Outside the Keppy Pavilion on the grounds of the Mississippi Valley Fairgrounds in Davenport, it is cold, gray and ugly.
Inside, there is a pleasant, warm, work-together hum.
At one end of the room, driver-extrication methods are being tossed about. At the other, the Speedway Fire and Rescue cadets are being briefed on life as a racetrack first responder. Things are in order, and everyone has a purpose and a place.
The following day -- when the group will move outside to practice hands-on responses to fire and driver extrications -- could be wild. The group is not. Speedway Fire and Rescue always works under control.
I learned Speedway Fire and Rescue, founded 48 years ago by Gilbert Short, is a 55-member volunteer group. Members work at seven racetracks in a two-state area every weekend from April through October.
That means local racing outlets, such as the speedways in East Moline and Davenport, are staffed with trained volunteers every night of racing.
Speedway Fire and Rescue also mans the Quad City Air Show and special productions at Cordova Raceway Park and at tracks in Cedar Falls, Iowa.
"We work at trying to have four members onsite each night we go out,'' said Capt. Karri Coyne, who doubles as Speedway Fire and Rescue's media coordinator. It seems as if every member of the team doubles up in some area to make things run smoothly.
"Everyone does their best to make sure we are staffed and handling our end of the bargain.''
I am taken with many things on this day, especially the ease with which everyone relates to one another and the attention given to training details. The talk on extrication tools and procedures will give way to hands-on extinguisher training, mass-casualty scenarios, racecar safety equipment familiarization, air-and-ground transport procedures and other duties related to motor-sports safety.
"I had a friend -- a Bettendorf racer -- who was badly burned in the 1960s,'' said Short, explaining why he began Speedway Fire and Rescue nearly 50 years ago. "At one track back then, there was a five-pound fire extinguisher on the back straightaway. That was it in some places in the 1960s. Safety motivated me. Things have come a long way.''
Coyne, part of the Speedway Fire and Rescue family for 12 years, said there is a common thread among its volunteers.
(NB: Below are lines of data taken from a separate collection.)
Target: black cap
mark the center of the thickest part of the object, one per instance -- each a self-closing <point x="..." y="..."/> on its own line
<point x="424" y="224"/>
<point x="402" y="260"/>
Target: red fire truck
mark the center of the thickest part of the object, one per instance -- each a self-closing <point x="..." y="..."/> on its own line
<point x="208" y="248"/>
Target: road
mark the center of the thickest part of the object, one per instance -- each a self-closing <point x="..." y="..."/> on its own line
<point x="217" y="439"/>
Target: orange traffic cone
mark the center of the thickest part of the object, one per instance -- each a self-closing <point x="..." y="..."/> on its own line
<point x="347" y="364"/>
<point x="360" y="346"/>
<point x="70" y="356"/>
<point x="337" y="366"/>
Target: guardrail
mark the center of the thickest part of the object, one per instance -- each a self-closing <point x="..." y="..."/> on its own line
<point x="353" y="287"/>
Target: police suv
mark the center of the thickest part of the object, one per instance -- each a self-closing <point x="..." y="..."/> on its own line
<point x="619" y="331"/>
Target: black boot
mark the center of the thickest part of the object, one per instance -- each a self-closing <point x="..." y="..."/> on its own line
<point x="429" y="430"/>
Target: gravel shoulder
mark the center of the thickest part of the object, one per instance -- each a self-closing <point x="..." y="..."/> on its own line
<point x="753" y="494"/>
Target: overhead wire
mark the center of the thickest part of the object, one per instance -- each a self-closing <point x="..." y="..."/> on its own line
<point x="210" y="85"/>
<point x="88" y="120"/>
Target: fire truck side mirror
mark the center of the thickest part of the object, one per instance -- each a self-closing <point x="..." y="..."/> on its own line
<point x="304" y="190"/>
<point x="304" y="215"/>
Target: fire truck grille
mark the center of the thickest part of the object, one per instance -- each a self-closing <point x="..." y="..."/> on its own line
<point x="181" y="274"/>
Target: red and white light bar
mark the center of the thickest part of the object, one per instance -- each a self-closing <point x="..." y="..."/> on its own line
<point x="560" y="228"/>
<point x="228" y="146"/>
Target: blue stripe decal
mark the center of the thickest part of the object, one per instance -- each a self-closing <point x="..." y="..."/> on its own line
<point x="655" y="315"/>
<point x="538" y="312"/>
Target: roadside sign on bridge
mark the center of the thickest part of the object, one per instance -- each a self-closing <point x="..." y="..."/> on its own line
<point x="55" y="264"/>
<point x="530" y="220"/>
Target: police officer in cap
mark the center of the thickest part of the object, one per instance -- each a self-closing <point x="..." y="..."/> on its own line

"Every community needs people who want a way to give back,'' she said, singing the praises of Short and his plan many years ago to add a first-responder unit to local racing venues. "And that's what you have with Speedway Fire and Rescue. Everyone enjoys the sport we are a part of, but realizes driver -- and fan -- safety are most important. The recent accident at Daytona shows that anything can happen.''
In February, several fans were injured when a car sailed into the fence at Daytona International Speedway, and large chunks of debris flew into the grandstands.
Short, a modest and humble man of 75, said he hopes Speedway Fire and Rescue is a part of the local racing landscape long after he is gone.
"The future's there,'' he said, pointing to a table filled with cadets. "As long as we understand our role, stay current with our training methods and equipment, things will work.''
And work smoothly, as they have for nearly 50 years.